Companies can greatly minimize the risk of "a potentially catastrophic" racking collapse by promoting a safety culture that encourages incident reporting, and by taking the appropriate steps to immediately investigate incidents and take action.

Incident reporting is essential

Racking incidents usually occur when a heavy piece of equipment, such as a forklift truck or other material handling device, strikes a racking structure. "When this happens, there will typically be a certain level of damage to the racking structure. It may be minor or it may be significant," says Kramer.

It's critical that a company know about these incidents so that it can assess risk and take preventive action, if needed.

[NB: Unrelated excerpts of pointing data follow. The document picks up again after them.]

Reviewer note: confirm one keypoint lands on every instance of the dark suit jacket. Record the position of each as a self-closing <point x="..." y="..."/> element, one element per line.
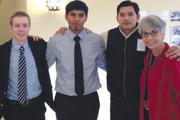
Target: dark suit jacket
<point x="38" y="50"/>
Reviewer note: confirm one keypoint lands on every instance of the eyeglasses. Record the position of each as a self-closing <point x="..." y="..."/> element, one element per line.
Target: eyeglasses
<point x="153" y="33"/>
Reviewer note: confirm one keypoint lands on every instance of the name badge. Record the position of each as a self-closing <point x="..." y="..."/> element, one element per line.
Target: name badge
<point x="140" y="45"/>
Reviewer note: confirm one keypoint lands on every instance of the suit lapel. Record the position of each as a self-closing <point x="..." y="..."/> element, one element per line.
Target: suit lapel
<point x="6" y="61"/>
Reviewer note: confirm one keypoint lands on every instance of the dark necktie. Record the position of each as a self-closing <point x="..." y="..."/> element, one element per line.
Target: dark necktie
<point x="22" y="83"/>
<point x="78" y="63"/>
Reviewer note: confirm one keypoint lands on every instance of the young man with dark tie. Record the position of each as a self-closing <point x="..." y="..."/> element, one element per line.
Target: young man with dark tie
<point x="25" y="83"/>
<point x="77" y="55"/>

But incidents may go unreported, for two reasons:

  • a poor or inadequate reporting system. "Without a clearly set out and communicated reporting process, it may become an accepted practice in the workplace that when racking gets struck or damaged, it's not a big deal," says Kramer.
  • a punitive approach to reporting. "Employees are fearful of reporting incidents or even close calls because they are afraid of being punished or terminated."

In addition to having reporting systems in place, companies need to "create a comfortable environment for workers to report hazards and incidents to the supervisor."

Investigating incidents

Upon receiving an incident report from the worker, carry out an investigation immediately. Here are nine suggested steps.

  1. Consult with workers at the site of the incident.
  2. Inspect the rack to determine the degree and type of damage and set out action steps.
  3. If necessary, take steps to protect worker safety (i.e., block off the area where the damage occurred, or unload the racking structure if it's safe to do so).
  4. Advise workers in the area about the hazard.
  5. Find the root cause of the incident. "It may not be operator error," says Kramer. "It may be that the vehicle's turning radius is too large for the space between the racking. It could be the forks and the pallet are not compatible so the forks stick out too far. It could be poor lighting in the warehouse."
  6. Put controls in place to address the root cause. "It may mean increased training for the operator, better lighting, prescription safety glasses…"
  7. Communicate with management to ensure timely and quick repair to any damaged racking structure.
  8. If racking is modified (cut, spliced, or welded) during the repair, arrange for a Pre-Start Health and Safety Review of the racking structure by a professional engineer before work can resume.
  9. Write an investigation report and keep records.

In addition to investigating incidents, regularly inspect racks for damage, says Kramer.